In the crowd will be Poe's father, John, of Sylvania, aunts and uncles, and plenty of other family friends who know her from her days in West Toledo, when she used to ride her tricycle while singing “The Star Spangled Banner” at age 2.

“I can't wait,” she says. “It's always fun to see faces in the crowd that you know, people shouting your name.”

She proudly shows off her new wedding ring, which her husband, Todd, slipped on her finger during a ceremony in Maui on April 16. He's starting his career as an attorney with a Nashville law firm. She's ending her stint as a member of Holy's band and beginning her career as a Nashville recording artist, something that is sure to test their marriage.

“We've had long talks about it,” she says. “We have to totally trust each other. I'm going to be surrounded by attention.”

And attention is something she has tried to shun. She began playing at Tootsie's and clubs in Printer's Alley to help put herself through school at Middle Tennessee State University. She just wanted to make a little money so she could get her aerospace administration degree; others saw another future.

“I'd play all these dirty little clubs until 3 a.m., then have classes at 8. From playing all those years, getting better at playing bass and singing, I started making a lot of contacts. These people would say, `You really need to pursue a musical career,'” she says.

Those contacts eventually included a member of Holy's band, who took the singer to see Poe at Tootsie's.

“I didn't think I could do it,” she says. “I didn't think I was ready for a big artist gig. I just didn't have the confidence, but I learned all the songs, and I've been with him for three years.”

That relationship led her to Alex Torrez, who worked for Don Cook, a producer in town. And those ties took her to James Stroud, the president of Dreamworks.

“James was intrigued, and he loved my voice. He thought the project sounded promising, and he signed me up,” she says.

Three years later, Poe has learned that a record in Nashville is not made overnight. Still, she sees progress. The 12 tracks are finished. The next step is to determine their sequence, then meet with the Dreamworks bigwigs, who will decide when to release her debut and how to market her. That process could take up to another year, but most likely it will be no more than a few months.

“I really feel God has pushed me in this direction for a reason. If He wants me to be a star, I'll be a star. If this record flops, it flops,” she says. “I feel like He wouldn't have gotten me to this point if it wasn't meant to be.

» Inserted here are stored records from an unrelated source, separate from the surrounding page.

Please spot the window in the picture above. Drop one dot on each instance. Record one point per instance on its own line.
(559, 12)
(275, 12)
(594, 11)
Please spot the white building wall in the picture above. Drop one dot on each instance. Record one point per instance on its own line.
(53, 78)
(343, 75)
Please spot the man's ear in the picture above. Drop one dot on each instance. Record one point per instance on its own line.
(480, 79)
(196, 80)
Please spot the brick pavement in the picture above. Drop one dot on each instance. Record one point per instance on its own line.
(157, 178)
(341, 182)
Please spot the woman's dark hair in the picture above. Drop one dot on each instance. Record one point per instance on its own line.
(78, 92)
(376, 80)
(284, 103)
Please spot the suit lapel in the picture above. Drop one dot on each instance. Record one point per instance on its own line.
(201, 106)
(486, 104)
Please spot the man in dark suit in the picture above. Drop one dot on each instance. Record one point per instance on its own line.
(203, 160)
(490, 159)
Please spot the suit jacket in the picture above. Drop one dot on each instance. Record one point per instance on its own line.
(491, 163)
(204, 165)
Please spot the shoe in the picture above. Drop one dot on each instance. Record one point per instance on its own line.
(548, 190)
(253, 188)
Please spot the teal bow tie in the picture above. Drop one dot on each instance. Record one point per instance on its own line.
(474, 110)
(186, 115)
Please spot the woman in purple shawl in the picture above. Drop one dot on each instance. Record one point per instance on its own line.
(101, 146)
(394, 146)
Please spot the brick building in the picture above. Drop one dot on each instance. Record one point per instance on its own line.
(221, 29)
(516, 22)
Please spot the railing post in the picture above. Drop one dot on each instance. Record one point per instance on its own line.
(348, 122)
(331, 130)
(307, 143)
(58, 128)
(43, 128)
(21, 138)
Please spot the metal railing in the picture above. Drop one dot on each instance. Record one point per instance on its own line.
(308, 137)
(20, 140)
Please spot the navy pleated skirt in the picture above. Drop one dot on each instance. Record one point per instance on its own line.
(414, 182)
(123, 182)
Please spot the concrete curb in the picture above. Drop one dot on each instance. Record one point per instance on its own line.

He wouldn't have brought the people into my life that He has.”

She takes a moment to dream about stardom, about having that first person recognize her in the grocery store line.

“I can't wait. I'm so ready. I'm ready for my share of the spotlight. I've worked hard, paid my dues in all the clubs. I hope people love this record as much as I do.”

Thunder Jam, featuring Steve Holy, Lonestar, Carolyn Dawn Johnson, Jennifer Hanson, and the Warren Brothers, begins at 3 p.m. tomorrow at Toledo Speedway, 5639 Benore Rd. Gates open at 2. Tickets, $30, $45, and $75, are available at the speedway box office. Information: 1-800-852-2050.